Editorial Comment to Prostate cancer detection after a negative prostate biopsy: Lessons learnt in the Cleveland Clinic experience

Authors


Prediction of prostate cancer (PCa) after a negative initial prostate biopsy (PBx) is imperative in counseling with patients to pursue further PBx. Although patient anxiety about the possibility of PCa is common, it is still difficult to make the recommendation for repeat PBx. Digital rectal exam findings, repeated prostate-specific antigen (PSA) measurements (such as free PSA percentage, complex PSA, PSA density, PSA velocity) and suspicious histological findings, such as atypical small acinar proliferation (ASAP) and high-grade prostatic intraepithelial neoplasia (HGPIN), have historically been considered good risk indicators1 for PCa.

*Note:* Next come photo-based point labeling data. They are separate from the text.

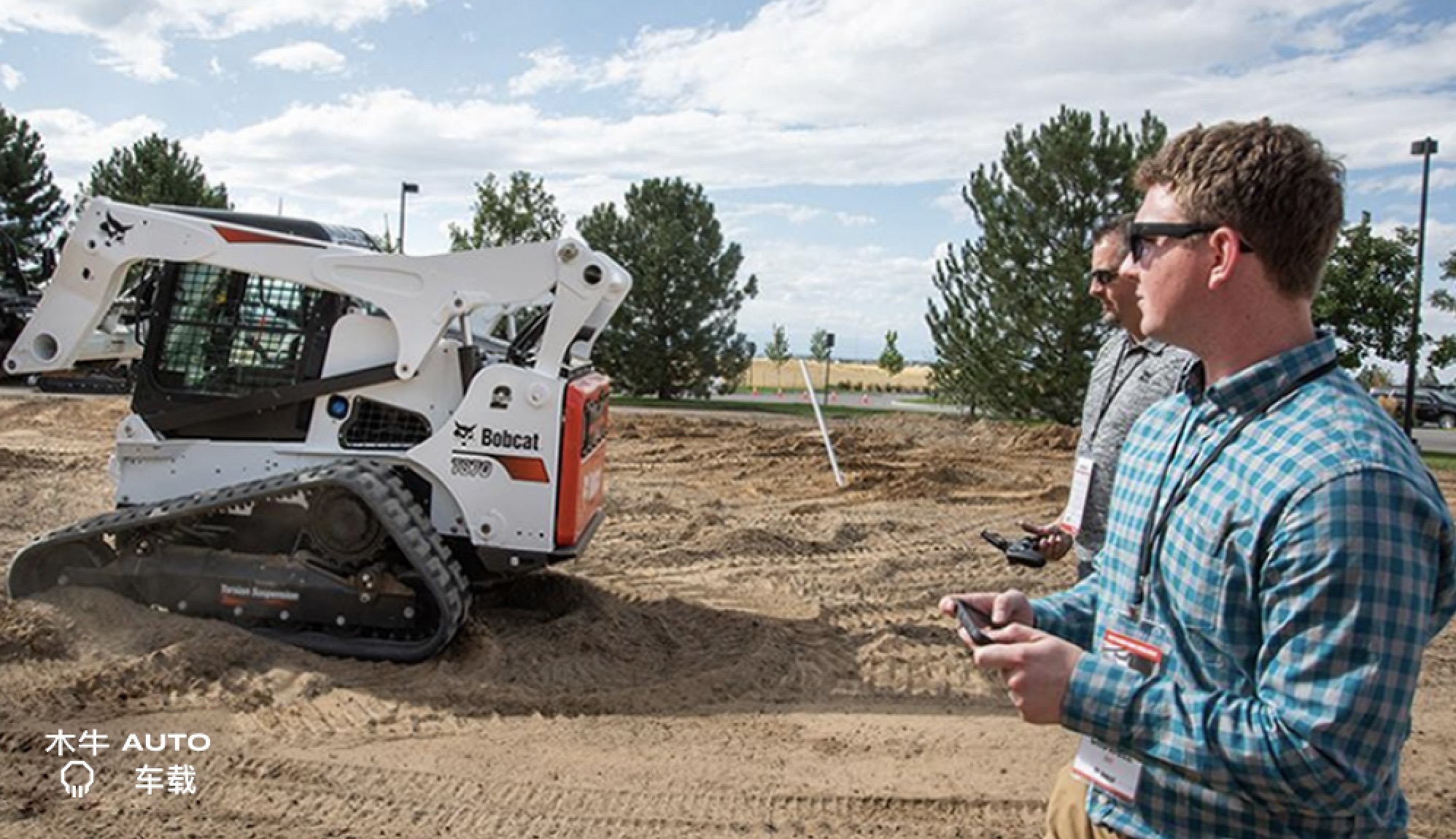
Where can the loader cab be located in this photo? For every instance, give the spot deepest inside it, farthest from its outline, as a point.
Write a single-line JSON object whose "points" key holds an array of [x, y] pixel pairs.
{"points": [[216, 336]]}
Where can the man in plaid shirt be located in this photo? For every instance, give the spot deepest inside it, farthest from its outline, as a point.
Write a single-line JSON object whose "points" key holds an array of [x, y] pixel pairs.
{"points": [[1277, 557]]}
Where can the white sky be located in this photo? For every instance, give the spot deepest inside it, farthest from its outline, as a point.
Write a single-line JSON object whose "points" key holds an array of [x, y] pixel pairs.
{"points": [[832, 134]]}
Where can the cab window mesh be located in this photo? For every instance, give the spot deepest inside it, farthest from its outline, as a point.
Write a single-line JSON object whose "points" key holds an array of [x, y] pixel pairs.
{"points": [[232, 333], [377, 425]]}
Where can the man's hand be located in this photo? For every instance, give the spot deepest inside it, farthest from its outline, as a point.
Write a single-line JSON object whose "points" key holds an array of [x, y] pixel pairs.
{"points": [[1037, 669], [1052, 541]]}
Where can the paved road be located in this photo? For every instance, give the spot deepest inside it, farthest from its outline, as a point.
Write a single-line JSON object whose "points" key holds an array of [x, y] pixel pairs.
{"points": [[872, 401], [1436, 440]]}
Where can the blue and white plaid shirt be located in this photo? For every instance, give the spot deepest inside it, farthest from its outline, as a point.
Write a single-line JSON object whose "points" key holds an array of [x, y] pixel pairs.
{"points": [[1295, 592]]}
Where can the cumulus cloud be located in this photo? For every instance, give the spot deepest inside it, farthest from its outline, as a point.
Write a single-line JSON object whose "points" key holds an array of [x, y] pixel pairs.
{"points": [[136, 36], [302, 57], [10, 77], [551, 67], [856, 293], [74, 142], [817, 92]]}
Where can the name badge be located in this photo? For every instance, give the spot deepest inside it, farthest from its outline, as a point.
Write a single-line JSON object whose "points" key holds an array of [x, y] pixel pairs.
{"points": [[1105, 768], [1078, 495]]}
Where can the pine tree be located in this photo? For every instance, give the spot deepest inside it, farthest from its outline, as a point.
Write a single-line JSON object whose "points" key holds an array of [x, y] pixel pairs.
{"points": [[1445, 352], [820, 349], [1015, 330], [31, 204], [156, 171], [1365, 298], [511, 214], [679, 325], [890, 359]]}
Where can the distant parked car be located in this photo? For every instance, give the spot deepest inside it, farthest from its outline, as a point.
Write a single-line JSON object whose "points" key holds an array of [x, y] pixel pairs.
{"points": [[1432, 407]]}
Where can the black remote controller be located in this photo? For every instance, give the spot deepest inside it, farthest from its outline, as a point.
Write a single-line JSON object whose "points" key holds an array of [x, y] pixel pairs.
{"points": [[1020, 552], [976, 622]]}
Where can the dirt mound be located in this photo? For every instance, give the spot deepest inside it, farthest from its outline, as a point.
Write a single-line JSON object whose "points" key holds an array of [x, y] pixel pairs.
{"points": [[29, 631], [744, 650]]}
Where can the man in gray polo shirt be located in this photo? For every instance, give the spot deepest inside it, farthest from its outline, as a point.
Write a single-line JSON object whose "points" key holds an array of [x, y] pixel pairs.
{"points": [[1130, 374]]}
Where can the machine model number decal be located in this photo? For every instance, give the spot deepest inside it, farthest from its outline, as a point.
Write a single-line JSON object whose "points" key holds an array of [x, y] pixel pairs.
{"points": [[471, 468]]}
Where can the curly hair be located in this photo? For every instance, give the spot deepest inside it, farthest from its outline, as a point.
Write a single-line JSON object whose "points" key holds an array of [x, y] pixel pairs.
{"points": [[1274, 184]]}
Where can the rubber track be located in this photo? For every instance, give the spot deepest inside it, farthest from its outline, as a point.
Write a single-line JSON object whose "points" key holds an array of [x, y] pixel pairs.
{"points": [[387, 498]]}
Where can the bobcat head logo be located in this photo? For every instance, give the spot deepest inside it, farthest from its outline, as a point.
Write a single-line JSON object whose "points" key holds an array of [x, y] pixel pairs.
{"points": [[115, 231]]}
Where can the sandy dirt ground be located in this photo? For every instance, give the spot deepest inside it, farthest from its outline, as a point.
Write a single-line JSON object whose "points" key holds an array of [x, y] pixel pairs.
{"points": [[744, 652]]}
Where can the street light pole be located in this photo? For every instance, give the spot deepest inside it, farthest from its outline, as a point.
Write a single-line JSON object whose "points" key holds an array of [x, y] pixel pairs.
{"points": [[405, 188], [1423, 147]]}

In this study, Zaytoun et al.2 recommended the following three additional measures to assist in the decision-making process for PBx patients, based on experience from the Cleveland Clinic and supported by a Medline literature search.

  • 1The 14-core PBx protocol including the critical area of the apex is recommended for use at the first PBx to maximally optimize the yield.
  • 2There is no defined cut-off value of PSA to indicate repeat PBx and no single PSA-derived index is adequate; however, a free PSA percentage cut-off of 11% and a PSA velocity of more than 0.75 are valuable clinical indicators.
  • 3Multifocal HGPIN, but not focal HGPIN, is associated with a significantly higher risk of PCa, but only the presence of ASAP is strongly recommended for repeat PBx within 3–6 months.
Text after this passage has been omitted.